Raccolse un gruzzoletto e appena finita la scuola ripartì per gli Stati Uniti, questa volta direzione New York, per inseguire il suo sogno americano. La Grande Mela si rivelò molto più costosa di Los Angeles e le poche migliaia di euro che si era portato da Vicenza sarebbero bastate appena per tre mesi di affitto. Allora, ingegno aguzzo e faccia tosta, Mattia si mise a lavorare nel mondo delle discoteche facendo il butta-dentro di belle ragazze per arrivare fino a sostituire il proprietario nell’intrattenere ai tavoli le celebrities di NY. Una gran bella vita ma non era quella che Mattia aveva sognato e stava inseguendo.

“A un certo punto”, racconta, “ho subito una sorta di crollo psicologico perché, anche se guadagnavo molto, il mio sogno era sempre stato quello di lavorare come creativo nell’industria della moda”. 

Così di nuovo in Italia per una laurea lampo in finanza ed economia, ottenuta al rientro in Italia da NY, prima di iniziare a fare i suoi primi shooting. “Cominciai a fare shooting”, ricorda, “e presentarli a tutti i contatti che mi ero fatto in giro per il mondo per vedere quali reazione suscitavo a cominciare da alcune persone che avevo conosciuto in maison come Bulgari e Chanel. Chiedevo ai brand di poter lavorare per loro a titolo gratuito per potermi creare un mio portfolio”. Poi Mattia si fa prendere dai ricordi, fantastici e inconsueti. “Ho cominciato a lavorare per Bulgari portando a una loro cena la modella, bellissima ma che allora non era nessuno, Jasmine Sanders, oggi conosciuta anche come Golden Barbie e seguita da 4 milioni di followers, sperando che, se le avessero fatto un contratto, mi avrebbero consentito di lavorare con lei. L’indomani, insieme a Jasmine e al suo agente, abbiamo firmato un contratto in base al quale lei sarebbe diventata ambassador del marchio Bulgari per un anno ma io avrei seguito tutti i progetti relativi agli shooting”.

Mattia Ferrari (ph. Ignazio Sguera)

Mattia non finisce mai di ricordare episodi insoliti e divertenti della sua vita. “Il primo shooting per Bulgari”, racconta, “era stato trasversale su borse, occhiali, orologi. Avevo organizzato tutto il team: il fotografo, il video maker e il mood board, il make-up artist, lo stylist e la modella. A un certo punto qualcuno ha chiesto chi fosse l’art director. Io non risposi perché all’epoca non sapevo ancora che il mio lavoro si potesse definire in questo modo. Il make-up artist si avvicinò e mi disse all’orecchio: Guarda che chiedono di te”. Il gioco, si fa per dire, era fatto. Dalla crisalide di Mattia Ferrari, intraprendente e talentuoso ragazzo vicentino, era nato Mattia Ferrari art director.
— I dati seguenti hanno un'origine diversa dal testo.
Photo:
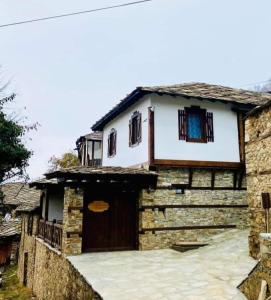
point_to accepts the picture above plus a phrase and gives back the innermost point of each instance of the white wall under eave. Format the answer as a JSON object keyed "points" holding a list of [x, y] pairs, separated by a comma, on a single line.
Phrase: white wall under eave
{"points": [[167, 144], [128, 156]]}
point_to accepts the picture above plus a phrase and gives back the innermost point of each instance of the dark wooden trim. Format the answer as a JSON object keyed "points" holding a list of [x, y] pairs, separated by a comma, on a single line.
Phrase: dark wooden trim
{"points": [[186, 228], [241, 135], [151, 136], [207, 188], [160, 207], [202, 114], [266, 172], [213, 179], [70, 208], [264, 136], [198, 164]]}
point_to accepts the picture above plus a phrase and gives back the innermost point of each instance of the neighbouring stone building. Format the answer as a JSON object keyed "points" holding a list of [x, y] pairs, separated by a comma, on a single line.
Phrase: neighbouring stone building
{"points": [[10, 232], [258, 163], [16, 194], [42, 266]]}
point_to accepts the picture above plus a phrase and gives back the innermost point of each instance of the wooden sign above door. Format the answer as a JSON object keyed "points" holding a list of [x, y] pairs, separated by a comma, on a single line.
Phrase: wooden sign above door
{"points": [[98, 206]]}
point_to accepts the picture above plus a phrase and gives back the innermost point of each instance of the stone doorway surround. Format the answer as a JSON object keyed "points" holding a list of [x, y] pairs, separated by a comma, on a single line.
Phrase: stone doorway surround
{"points": [[212, 272]]}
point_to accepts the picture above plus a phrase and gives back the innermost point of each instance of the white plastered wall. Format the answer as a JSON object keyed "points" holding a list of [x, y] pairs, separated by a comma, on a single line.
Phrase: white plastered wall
{"points": [[167, 144], [125, 155]]}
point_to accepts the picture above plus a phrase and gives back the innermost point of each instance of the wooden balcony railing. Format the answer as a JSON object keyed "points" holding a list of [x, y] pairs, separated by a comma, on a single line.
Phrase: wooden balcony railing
{"points": [[51, 233]]}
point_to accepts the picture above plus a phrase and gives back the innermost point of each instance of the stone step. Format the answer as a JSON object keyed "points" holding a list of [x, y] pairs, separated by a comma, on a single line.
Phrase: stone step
{"points": [[186, 246]]}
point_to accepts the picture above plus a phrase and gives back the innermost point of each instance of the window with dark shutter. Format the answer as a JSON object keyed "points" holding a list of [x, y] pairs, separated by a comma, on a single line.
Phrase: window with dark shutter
{"points": [[112, 143], [196, 125], [135, 129], [30, 225], [209, 127]]}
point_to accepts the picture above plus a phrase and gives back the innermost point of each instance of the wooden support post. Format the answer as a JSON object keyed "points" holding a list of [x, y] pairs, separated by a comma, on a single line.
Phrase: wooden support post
{"points": [[213, 179], [190, 178]]}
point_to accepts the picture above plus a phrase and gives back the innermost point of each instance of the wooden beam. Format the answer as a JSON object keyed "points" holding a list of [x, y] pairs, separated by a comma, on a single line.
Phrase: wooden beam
{"points": [[193, 206], [207, 188], [241, 135], [186, 228], [198, 164], [213, 179]]}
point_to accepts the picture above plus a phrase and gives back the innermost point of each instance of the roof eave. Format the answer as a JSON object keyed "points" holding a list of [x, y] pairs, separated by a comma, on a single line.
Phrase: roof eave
{"points": [[140, 92], [126, 102]]}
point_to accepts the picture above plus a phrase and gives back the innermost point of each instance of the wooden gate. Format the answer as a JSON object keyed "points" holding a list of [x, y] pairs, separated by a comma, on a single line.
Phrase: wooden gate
{"points": [[110, 221]]}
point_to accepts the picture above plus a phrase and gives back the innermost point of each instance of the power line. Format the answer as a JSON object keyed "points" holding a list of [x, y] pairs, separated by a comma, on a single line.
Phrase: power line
{"points": [[255, 83], [73, 13]]}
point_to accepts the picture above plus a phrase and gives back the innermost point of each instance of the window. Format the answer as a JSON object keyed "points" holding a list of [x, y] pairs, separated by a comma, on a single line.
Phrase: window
{"points": [[94, 150], [30, 225], [135, 129], [112, 143], [196, 125]]}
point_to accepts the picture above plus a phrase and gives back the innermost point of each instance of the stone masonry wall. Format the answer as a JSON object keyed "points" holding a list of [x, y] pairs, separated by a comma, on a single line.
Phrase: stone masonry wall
{"points": [[56, 278], [27, 245], [258, 163], [72, 221], [189, 216], [251, 286]]}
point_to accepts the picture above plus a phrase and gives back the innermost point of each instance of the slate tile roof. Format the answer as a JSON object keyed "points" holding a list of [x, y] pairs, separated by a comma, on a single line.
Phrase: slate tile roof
{"points": [[82, 170], [21, 195], [202, 91], [97, 136], [10, 228], [258, 109]]}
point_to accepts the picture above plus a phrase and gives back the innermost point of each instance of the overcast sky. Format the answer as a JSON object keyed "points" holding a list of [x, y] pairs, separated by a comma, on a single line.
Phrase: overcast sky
{"points": [[69, 72]]}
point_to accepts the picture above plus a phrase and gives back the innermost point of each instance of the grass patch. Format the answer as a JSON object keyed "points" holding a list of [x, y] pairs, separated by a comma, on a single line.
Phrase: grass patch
{"points": [[12, 289]]}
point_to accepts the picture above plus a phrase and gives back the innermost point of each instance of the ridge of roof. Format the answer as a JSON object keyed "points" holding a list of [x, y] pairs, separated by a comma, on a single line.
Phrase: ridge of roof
{"points": [[202, 91]]}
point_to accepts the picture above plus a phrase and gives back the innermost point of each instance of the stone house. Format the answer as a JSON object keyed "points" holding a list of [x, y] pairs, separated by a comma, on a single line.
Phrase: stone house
{"points": [[172, 169], [258, 163], [182, 132]]}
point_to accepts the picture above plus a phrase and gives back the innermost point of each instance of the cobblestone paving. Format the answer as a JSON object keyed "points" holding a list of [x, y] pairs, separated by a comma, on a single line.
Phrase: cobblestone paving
{"points": [[211, 272]]}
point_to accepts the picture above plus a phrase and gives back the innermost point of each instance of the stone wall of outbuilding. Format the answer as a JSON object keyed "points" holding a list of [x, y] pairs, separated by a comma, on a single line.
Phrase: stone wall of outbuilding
{"points": [[72, 221], [258, 164], [251, 286], [56, 278], [204, 210], [49, 274], [27, 245]]}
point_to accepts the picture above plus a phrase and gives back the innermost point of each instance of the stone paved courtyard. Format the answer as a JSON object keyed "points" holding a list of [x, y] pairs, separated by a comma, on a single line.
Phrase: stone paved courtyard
{"points": [[211, 272]]}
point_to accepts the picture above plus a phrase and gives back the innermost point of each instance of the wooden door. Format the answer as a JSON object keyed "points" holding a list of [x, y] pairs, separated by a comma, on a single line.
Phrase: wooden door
{"points": [[109, 221]]}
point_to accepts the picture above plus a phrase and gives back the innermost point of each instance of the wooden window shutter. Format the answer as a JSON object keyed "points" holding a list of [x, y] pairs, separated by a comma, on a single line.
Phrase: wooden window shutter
{"points": [[130, 132], [115, 143], [209, 127], [139, 128], [108, 146], [182, 125]]}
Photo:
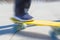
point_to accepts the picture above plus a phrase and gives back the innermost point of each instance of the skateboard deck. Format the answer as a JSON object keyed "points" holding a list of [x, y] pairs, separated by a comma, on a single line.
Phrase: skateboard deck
{"points": [[38, 22]]}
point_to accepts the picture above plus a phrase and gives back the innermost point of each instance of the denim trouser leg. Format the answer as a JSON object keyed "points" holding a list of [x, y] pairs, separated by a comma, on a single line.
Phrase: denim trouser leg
{"points": [[20, 6]]}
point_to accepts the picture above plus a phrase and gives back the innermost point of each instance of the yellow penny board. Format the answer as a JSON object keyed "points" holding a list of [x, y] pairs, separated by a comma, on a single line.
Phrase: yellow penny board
{"points": [[38, 22]]}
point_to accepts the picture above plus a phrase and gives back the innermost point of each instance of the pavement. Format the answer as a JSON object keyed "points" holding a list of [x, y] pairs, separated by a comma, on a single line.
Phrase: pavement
{"points": [[39, 10]]}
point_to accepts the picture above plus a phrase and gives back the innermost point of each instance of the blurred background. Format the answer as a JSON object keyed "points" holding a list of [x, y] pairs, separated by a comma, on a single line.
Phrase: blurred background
{"points": [[40, 10]]}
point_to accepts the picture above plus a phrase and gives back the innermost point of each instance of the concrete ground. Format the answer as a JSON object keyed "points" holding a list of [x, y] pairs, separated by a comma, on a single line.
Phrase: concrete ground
{"points": [[39, 10]]}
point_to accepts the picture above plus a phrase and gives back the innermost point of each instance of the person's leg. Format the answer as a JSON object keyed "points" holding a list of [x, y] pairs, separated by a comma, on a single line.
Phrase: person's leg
{"points": [[21, 9]]}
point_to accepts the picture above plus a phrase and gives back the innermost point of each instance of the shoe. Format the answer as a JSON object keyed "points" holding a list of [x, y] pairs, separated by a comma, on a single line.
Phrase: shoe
{"points": [[26, 17]]}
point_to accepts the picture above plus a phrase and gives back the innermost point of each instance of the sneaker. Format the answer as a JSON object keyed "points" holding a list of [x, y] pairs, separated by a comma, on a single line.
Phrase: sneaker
{"points": [[26, 17]]}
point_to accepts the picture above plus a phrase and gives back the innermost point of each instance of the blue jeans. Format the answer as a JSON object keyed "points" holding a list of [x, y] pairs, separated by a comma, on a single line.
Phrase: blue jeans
{"points": [[20, 6]]}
Dal momento che il successo chiama il successo, Mattia dopo Bulgari ha cominciato lavorare con Chopard, Versace, Dior, Moschino, Zadig & Voltaire, H&M, Messika, Ermanno Scervino ed è stato raccontato in riviste di moda come Vogue Paris, Vogue Italia, Vogue Japan e Vogue Mexico. Oggi ha un’agenzia di comunicazione digitale, la Arnold Creative Communication, con parecchi collaboratori e sedi a Londra e Milano, che fornisce servizi su misura e consulenza sui social media attraverso pubblicità, relazioni con i media e contenuti di branding.
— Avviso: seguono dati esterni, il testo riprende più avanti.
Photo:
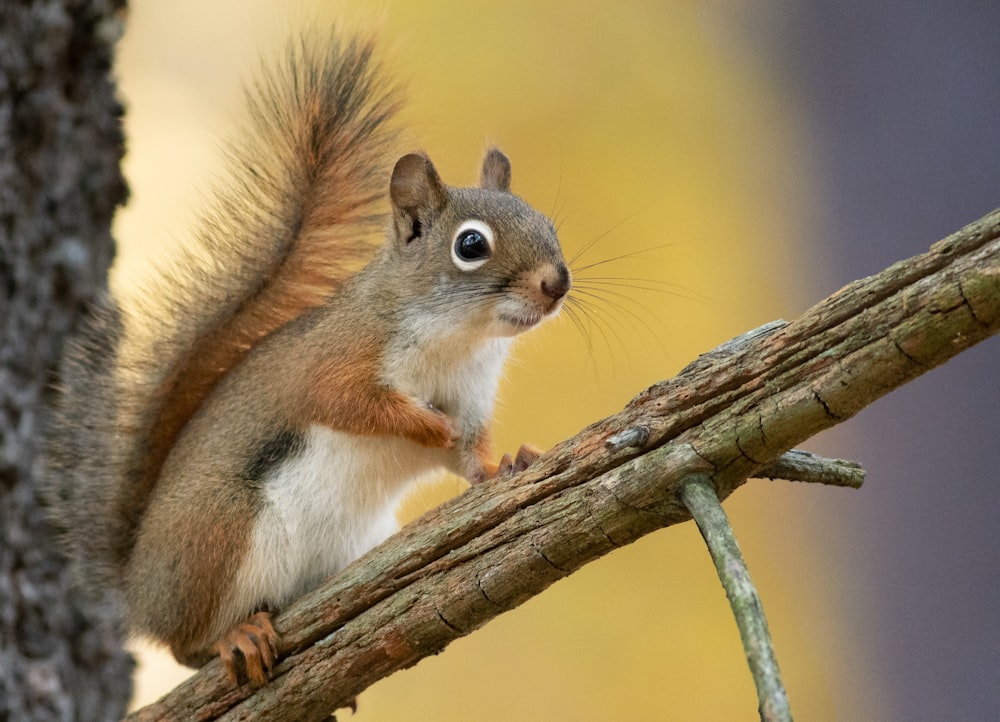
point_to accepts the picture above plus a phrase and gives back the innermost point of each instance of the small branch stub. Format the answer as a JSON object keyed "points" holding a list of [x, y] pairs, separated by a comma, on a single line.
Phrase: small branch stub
{"points": [[698, 495]]}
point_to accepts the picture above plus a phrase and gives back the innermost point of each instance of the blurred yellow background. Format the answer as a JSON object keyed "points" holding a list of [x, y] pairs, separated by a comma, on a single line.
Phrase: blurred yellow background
{"points": [[643, 128]]}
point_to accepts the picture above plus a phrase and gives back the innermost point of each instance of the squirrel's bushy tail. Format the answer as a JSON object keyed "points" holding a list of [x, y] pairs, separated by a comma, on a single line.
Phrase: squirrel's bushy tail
{"points": [[305, 183]]}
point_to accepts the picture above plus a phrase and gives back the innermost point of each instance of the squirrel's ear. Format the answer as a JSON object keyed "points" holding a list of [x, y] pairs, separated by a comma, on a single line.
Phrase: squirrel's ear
{"points": [[417, 194], [495, 175]]}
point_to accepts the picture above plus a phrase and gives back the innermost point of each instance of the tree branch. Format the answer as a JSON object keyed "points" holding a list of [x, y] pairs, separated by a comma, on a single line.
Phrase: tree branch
{"points": [[728, 415]]}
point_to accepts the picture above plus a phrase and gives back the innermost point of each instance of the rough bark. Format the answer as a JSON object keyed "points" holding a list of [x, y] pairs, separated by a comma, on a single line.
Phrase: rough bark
{"points": [[60, 146], [727, 415]]}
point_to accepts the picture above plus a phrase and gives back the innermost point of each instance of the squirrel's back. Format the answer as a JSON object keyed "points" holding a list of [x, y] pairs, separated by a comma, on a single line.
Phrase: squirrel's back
{"points": [[307, 178]]}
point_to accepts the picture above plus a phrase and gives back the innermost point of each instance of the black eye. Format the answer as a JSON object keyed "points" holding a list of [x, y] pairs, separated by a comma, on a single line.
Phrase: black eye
{"points": [[471, 245]]}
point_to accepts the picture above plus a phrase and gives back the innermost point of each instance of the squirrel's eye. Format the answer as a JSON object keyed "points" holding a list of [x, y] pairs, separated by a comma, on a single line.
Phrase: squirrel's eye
{"points": [[473, 245]]}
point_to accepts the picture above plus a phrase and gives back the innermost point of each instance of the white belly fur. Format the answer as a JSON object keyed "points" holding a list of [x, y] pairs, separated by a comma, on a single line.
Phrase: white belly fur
{"points": [[323, 508]]}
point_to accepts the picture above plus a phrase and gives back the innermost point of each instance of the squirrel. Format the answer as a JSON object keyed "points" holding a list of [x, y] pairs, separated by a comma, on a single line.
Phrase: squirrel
{"points": [[247, 429]]}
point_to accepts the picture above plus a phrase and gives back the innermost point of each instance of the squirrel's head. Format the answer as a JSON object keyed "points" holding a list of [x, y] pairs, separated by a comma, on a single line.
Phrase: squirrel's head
{"points": [[481, 257]]}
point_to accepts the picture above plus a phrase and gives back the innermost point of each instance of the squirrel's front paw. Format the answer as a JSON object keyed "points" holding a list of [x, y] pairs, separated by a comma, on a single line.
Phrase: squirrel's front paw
{"points": [[255, 641], [508, 465]]}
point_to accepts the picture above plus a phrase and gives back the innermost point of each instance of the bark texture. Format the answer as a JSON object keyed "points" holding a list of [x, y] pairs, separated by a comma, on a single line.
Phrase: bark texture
{"points": [[728, 415], [60, 147]]}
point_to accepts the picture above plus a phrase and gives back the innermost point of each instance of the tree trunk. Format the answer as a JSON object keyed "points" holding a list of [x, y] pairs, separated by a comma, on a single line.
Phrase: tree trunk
{"points": [[60, 147]]}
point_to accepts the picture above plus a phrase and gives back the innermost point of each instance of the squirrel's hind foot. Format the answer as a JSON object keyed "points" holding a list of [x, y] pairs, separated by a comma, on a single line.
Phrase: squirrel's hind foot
{"points": [[255, 641]]}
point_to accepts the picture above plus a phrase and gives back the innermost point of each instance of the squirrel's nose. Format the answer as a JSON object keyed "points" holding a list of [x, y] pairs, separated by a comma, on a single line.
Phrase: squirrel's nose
{"points": [[557, 285]]}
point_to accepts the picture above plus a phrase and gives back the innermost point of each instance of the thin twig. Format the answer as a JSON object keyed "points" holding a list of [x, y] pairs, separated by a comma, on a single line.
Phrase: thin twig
{"points": [[700, 498]]}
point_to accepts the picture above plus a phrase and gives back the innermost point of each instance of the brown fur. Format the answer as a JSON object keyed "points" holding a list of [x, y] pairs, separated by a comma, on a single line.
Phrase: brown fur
{"points": [[278, 332]]}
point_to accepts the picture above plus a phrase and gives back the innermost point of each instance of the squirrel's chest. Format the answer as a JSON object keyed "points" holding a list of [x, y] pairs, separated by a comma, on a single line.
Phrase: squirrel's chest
{"points": [[323, 507], [460, 381]]}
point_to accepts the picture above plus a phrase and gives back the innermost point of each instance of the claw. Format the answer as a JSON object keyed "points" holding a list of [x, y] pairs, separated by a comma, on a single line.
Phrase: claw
{"points": [[256, 642], [509, 466]]}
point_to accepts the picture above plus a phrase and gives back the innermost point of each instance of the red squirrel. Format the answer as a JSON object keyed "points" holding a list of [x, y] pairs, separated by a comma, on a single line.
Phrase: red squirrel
{"points": [[215, 460]]}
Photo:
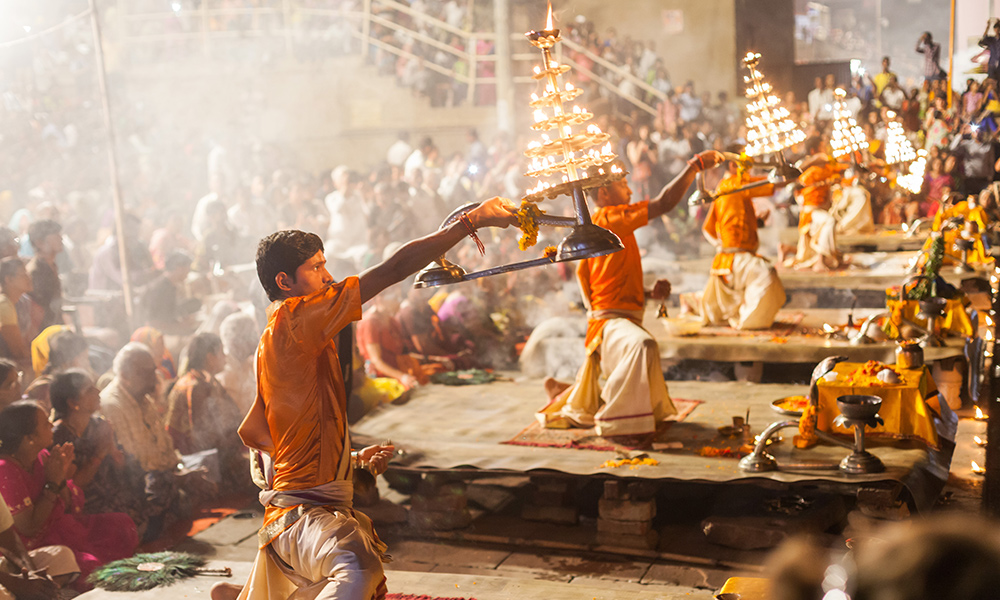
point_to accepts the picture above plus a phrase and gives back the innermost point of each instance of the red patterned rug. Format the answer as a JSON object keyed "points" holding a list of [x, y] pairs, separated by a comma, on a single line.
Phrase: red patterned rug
{"points": [[421, 597], [587, 439]]}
Ma come lavora Mattia Ferrari? “Intanto l’art director è una figura che fa da collante in un team creativo ed esecutivo nel mondo della moda e dello spettacolo. Definisco lo storytelling delle campagne pubblicitarie, a seconda del messaggio che il brand vuole trasmettere, il piano marketing e la strategia di vendita di un prodotto o di una collezione. Lavoro con alcuni marchi di fama internazionale e curo l’aspetto creativo dei contenuti digital, coinvolgendo celebrities di fama internazionale come Adriana Lima, Bella Hadid e altre top model. Mi piace l’idea di comunicare un prodotto attraverso un messaggio che appartiene anche alla mia esperienza personale; mi fa sentire completamente parte di esso. Come un attore che mette le emozioni personali su una sceneggiatura. Tutto qua, se non che vengo da un percorso americano, che mi ha strutturato e permesso di sviluppare delle spiccate doti nel mondo delle pubbliche relazioni”.
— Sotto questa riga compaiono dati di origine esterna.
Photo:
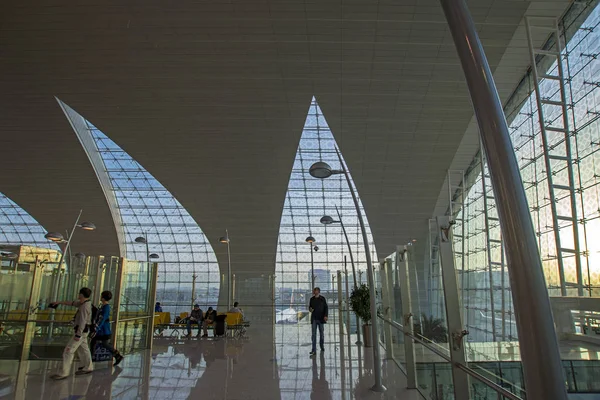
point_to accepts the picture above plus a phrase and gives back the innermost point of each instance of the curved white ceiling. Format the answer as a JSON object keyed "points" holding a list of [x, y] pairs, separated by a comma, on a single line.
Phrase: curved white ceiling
{"points": [[212, 97]]}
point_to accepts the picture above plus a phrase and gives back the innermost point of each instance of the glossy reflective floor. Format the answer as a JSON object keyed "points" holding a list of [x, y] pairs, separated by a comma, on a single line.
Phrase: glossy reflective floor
{"points": [[272, 363]]}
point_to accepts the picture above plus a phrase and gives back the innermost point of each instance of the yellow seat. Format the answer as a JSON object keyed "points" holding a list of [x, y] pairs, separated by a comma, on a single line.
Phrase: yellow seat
{"points": [[233, 319]]}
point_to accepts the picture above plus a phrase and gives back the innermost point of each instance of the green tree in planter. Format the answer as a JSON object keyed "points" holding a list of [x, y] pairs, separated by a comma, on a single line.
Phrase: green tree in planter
{"points": [[433, 329], [360, 302]]}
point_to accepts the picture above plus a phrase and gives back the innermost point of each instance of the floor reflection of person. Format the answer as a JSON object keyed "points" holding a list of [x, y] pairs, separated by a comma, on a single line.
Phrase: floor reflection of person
{"points": [[320, 389], [101, 385]]}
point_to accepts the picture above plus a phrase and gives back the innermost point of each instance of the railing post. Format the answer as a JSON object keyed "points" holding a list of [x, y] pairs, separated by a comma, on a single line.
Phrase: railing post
{"points": [[409, 346], [386, 303], [456, 332], [117, 302]]}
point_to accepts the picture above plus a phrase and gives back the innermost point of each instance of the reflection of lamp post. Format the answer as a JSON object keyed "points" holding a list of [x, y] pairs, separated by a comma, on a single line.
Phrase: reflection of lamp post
{"points": [[327, 220], [310, 240], [59, 238], [322, 170], [225, 240]]}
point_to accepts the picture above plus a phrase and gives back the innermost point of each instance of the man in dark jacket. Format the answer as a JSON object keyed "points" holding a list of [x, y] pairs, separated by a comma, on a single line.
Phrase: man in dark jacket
{"points": [[103, 332], [320, 312], [195, 318]]}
A 30 anni parlare di futuro è quasi obbligatorio. Intanto nell’agenda di Mattia ci sono un paio di impegni molto ravvicinati: con  il Presidente della Provincia di Vicenza Francesco Rucco ho iniziato a collaborare circa una progettualità innovativa ed ambiziosa che coinvolge tutto il territorio e ovviamente anche Vicenza, la mia città natale, con l’obiettivo di aumentare la brand awareness ed esprimere tutto il potenziale del nostro meraviglioso territorio vicentino. Devo mettercela tutta. Ci saranno grandi novità. Poi Amazon Prime sta realizzando una docu-serie sulla nostra attività. Le loro telecamere seguiranno le nostre produzioni, il nostro modus operandi, dalla parte creativa alla produzione di mood board, alla realizzazione di servizi fotografici. Mi piacerebbe che anche questa esperienza con Forbes finisse nella docu-serie”. 

Nel futuro meno prossimo c’è qualcosa di ordinariamente straordinario, un po’ come tutte le cose che fa Mattia. “Difficile dire oggi cosa vorrei fare da grande (ride). Però un’idea ce l’ho. Vorrei lanciare un brand solo con prodotti che vengono creati e poi distrutti, che dopo un po’ i clienti non possano più trovarli sul mercato”.

Un consiglio ai giovani Under 30? Mattia non si tira indietro: “Ogni giorno è un viaggio con nuove sfide da superare. Ci vuole molto coraggio e determinazione per raggiungere gli obiettivi, solo tu hai la capacità di plasmare la tua vita e concentrarti su dove vuoi essere. Fallire è semplicemente l’opportunità di ricominciare. La vita è potente, ma inaspettata e devi abbracciarla senza paura. Sii gentile con te stesso e sii sempre circondato da persone stimolanti”.